Giving your newborn cuddles DOES NOT SPOILT THEM! It's a necessity! Don't feel guilty for wanting to cuddle your baby and don't listen to others that say you shouldn't. It's YOUR BABY and YOU know what's best for them and for you. Your not creating a rod on your back, your meeting their needs. If you don't want to then that's okay too. Just do what is best for you and them. After all, they won't be little and want cuddles forever, trust me I know! I cuddled my little one every time he needed it and now he is a happy 10 month old that requires cuddles only when he is sick (just like you need a cuddle from your mum when your sick or down!). And yes they get separation anxiety but this too passes...believe me when they are 2 or 3 or 5 years old they won't want cuddles so try appreciate them when they do.
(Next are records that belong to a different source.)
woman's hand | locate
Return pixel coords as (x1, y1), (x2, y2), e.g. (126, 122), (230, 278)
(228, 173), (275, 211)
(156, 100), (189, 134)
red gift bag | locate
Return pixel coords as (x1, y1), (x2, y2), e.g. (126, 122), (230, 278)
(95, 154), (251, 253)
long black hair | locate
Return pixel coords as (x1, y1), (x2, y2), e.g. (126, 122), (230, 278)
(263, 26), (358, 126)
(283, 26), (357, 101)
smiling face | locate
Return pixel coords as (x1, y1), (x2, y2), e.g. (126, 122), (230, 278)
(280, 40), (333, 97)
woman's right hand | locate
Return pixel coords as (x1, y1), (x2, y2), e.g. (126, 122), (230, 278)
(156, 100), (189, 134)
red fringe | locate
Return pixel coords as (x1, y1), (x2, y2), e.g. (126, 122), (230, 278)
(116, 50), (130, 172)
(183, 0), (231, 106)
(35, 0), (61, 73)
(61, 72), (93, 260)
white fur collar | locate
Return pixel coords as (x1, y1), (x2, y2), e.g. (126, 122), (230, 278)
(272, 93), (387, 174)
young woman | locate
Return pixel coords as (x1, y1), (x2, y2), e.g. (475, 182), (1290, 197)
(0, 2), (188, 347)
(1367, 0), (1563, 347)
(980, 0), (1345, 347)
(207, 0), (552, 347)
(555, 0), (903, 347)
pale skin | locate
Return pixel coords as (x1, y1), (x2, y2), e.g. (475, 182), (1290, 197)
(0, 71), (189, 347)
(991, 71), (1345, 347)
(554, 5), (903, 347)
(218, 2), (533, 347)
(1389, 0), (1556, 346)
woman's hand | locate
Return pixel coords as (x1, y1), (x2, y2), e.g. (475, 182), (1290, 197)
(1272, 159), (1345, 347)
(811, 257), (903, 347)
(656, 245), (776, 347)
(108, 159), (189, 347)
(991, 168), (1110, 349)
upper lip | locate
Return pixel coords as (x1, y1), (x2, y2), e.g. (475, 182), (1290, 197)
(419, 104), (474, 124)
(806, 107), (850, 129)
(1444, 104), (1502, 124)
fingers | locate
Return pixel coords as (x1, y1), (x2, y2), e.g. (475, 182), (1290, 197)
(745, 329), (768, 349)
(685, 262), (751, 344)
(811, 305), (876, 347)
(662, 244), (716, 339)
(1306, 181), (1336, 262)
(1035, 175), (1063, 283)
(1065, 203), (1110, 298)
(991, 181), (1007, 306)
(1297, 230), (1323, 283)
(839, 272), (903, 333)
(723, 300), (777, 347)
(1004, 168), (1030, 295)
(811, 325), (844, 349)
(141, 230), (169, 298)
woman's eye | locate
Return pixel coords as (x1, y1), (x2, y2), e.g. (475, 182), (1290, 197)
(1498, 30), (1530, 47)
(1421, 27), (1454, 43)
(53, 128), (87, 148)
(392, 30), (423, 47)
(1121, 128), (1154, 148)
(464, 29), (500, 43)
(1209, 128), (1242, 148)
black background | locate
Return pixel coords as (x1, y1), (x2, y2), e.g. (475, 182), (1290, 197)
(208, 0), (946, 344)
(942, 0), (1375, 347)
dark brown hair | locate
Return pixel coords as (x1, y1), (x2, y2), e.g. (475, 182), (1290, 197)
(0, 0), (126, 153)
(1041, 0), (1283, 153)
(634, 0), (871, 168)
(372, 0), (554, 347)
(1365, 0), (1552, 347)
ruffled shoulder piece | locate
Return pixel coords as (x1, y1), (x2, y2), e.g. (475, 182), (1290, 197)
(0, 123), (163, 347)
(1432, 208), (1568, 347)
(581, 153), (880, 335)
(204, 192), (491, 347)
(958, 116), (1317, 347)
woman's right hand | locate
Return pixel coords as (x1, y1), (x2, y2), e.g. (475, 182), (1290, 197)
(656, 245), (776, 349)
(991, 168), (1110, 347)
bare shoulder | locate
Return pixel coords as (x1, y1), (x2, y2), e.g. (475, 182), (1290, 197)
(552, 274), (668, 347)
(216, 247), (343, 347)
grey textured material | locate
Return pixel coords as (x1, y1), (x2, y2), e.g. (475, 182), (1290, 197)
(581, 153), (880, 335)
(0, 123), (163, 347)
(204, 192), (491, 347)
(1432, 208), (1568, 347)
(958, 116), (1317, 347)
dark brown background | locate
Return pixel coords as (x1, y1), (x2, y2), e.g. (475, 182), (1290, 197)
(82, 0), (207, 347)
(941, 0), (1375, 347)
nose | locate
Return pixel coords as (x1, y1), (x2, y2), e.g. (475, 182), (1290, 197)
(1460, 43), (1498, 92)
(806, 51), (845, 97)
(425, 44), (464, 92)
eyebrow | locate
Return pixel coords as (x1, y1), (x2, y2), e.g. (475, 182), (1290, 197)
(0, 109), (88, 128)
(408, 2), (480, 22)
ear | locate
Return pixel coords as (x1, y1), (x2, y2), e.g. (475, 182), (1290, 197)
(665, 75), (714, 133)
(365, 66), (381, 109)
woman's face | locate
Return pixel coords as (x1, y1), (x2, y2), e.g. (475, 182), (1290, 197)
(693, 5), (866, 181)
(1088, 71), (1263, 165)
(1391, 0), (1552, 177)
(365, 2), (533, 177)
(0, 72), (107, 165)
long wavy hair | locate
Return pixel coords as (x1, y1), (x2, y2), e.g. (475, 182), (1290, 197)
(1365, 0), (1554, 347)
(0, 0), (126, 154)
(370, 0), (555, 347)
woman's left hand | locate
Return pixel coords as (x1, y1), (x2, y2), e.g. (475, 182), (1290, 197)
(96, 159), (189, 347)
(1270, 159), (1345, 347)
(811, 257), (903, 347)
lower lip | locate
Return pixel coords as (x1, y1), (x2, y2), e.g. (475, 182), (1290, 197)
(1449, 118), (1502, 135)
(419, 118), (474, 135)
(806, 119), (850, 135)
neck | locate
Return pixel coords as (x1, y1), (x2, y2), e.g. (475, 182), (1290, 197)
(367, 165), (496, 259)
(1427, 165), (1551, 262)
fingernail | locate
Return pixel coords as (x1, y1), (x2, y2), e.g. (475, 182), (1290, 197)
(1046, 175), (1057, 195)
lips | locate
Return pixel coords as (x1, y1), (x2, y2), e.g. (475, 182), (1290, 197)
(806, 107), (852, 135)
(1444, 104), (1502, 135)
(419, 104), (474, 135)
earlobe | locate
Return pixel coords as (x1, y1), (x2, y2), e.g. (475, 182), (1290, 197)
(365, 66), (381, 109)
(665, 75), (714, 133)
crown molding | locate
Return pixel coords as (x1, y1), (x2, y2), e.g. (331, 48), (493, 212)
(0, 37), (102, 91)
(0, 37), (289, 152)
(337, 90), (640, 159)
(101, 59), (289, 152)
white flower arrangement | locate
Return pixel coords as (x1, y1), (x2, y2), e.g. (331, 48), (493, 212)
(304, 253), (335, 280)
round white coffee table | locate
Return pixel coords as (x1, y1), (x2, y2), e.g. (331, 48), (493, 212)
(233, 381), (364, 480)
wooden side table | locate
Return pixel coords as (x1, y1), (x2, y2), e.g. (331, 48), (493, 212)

Everyone gives you advice on your baby and they all know better than you - No they don't! Even women who have had 10 children know nothing about YOUR baby so it's okay to ignore the advice and do what works for you. Like every adult, every baby is totally different, what works for one won't work for another, even siblings.
It's okay to take time for yourself while someone watches baby - you work hard mama so get a massage or have a loooooong bath with a glass of wine and a good book. The better you feel the better you can care for baby. Don't feel guilty for needing help or asking for it.
Bottle feeding is fine - don't feel guilty if you can't or dont want to breast feed. Everyone is different and so are their abilities. As long as baby is fead, happy and healthy then that's all that matters! So please don't feel guilty.
Don't judge and ignore people that judge you! - 'she doesn't breast feed' 'her child is a mess' 'she's going to work already' 'she quit work' 'she looks terrible' 'she feeds her baby from pouches instead of freshly cooked'- really?! Some mums say these things and others know that these things have been said about them. Don't judge other mums/dads, you don't know what they've been through or what they are going through at the moment. Support and ask if you can help or bring them some home cooked food, tell them they look amazing, as them if they need someone to watch their little one for an hour while they nap or take a long bath or go to the hairdresser. Reversley, ask for help and support.
Lastly, be kind to yourself! We all have tough days, tired days, needy days and cry me a river days - call your mum/friend/sister or whoever and moan, cry, scream - whatever will help you feel better. Just tell them in advance that you just need them to listen and not judge.